3. Determine your risk tolerance
When you refinance a mortgage, you must decide if you want an adjustable rate (ARM) or fixed rate mortgage.
Each has advantages. What those advantages are depends on your risk tolerance. And risk tolerance can change as life circumstances change.
In a climate of rising mortgage rates, ARMs are lower than fixed rates for the same term. This means lower monthly payments -- for now. When rates go up, so too will your payments.
Fixed rate mortgages are higher but they come with certainty. Payments won't change for the duration of the specified term.
4. Assess your budget
Take a current snapshot of your income and expenses. One or both might have changed in recent years. There are plenty of tools to help.

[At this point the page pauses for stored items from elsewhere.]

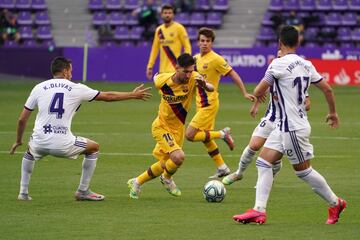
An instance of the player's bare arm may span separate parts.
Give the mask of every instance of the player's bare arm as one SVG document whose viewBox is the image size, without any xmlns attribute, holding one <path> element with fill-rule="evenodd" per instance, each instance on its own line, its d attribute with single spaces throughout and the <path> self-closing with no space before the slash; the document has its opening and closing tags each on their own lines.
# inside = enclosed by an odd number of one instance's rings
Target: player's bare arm
<svg viewBox="0 0 360 240">
<path fill-rule="evenodd" d="M 255 103 L 250 108 L 250 115 L 255 118 L 258 111 L 259 111 L 260 102 L 258 100 L 255 101 Z"/>
<path fill-rule="evenodd" d="M 251 102 L 254 102 L 256 100 L 256 97 L 252 94 L 249 94 L 246 91 L 244 82 L 241 80 L 239 74 L 237 74 L 234 70 L 231 70 L 229 73 L 229 76 L 233 80 L 233 82 L 240 88 L 241 93 L 244 95 L 244 97 Z"/>
<path fill-rule="evenodd" d="M 215 89 L 214 86 L 211 83 L 205 81 L 205 79 L 202 75 L 199 74 L 198 76 L 196 76 L 195 80 L 196 80 L 196 84 L 199 85 L 200 87 L 202 87 L 203 89 L 205 89 L 206 91 L 208 91 L 208 92 L 214 91 L 214 89 Z"/>
<path fill-rule="evenodd" d="M 26 108 L 24 108 L 24 110 L 21 112 L 16 129 L 16 141 L 11 146 L 10 154 L 14 154 L 16 148 L 22 145 L 22 138 L 30 115 L 31 115 L 31 111 Z"/>
<path fill-rule="evenodd" d="M 96 101 L 122 101 L 129 99 L 148 100 L 152 94 L 150 93 L 151 87 L 144 88 L 144 84 L 136 87 L 132 92 L 100 92 L 95 98 Z"/>
<path fill-rule="evenodd" d="M 324 93 L 326 102 L 329 107 L 329 113 L 326 116 L 325 121 L 329 124 L 329 126 L 331 128 L 338 128 L 339 127 L 339 117 L 336 112 L 335 96 L 334 96 L 334 92 L 333 92 L 332 88 L 324 80 L 322 80 L 318 83 L 315 83 L 315 86 L 318 87 Z"/>
<path fill-rule="evenodd" d="M 261 103 L 266 101 L 266 92 L 268 91 L 270 85 L 266 80 L 261 80 L 260 83 L 254 89 L 254 96 L 259 99 Z"/>
</svg>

If you expect major expenses during the term of the new mortgage (e.g. college tuition or healthcare), you might lower your monthly payments.
But if you expect a significant influx of money (e.g. promotion or inheritance), you might maintain or increase the monthly payments
5. Assess your financial goals
Before sitting down to refinance your mortgage, you should know how much equity you have in your home. And, if you want to turn any of it into cash.
Taking equity can influence the mortgage rate you are offered.
6. Shop for rates
Yes, the easiest route often means sticking with your current mortgage lender. But that isn't always the best choice.
Like any business, mortgage lending is competitive. Lenders have different rates (and terms and conditions -- always read the fine print) so find what's best for you.
In the digital era, comparison shopping is easy.
Remember step 1: don't delay. Compare financial products, get your best mortgage and sleep well at night -- despite rising mortgage rates.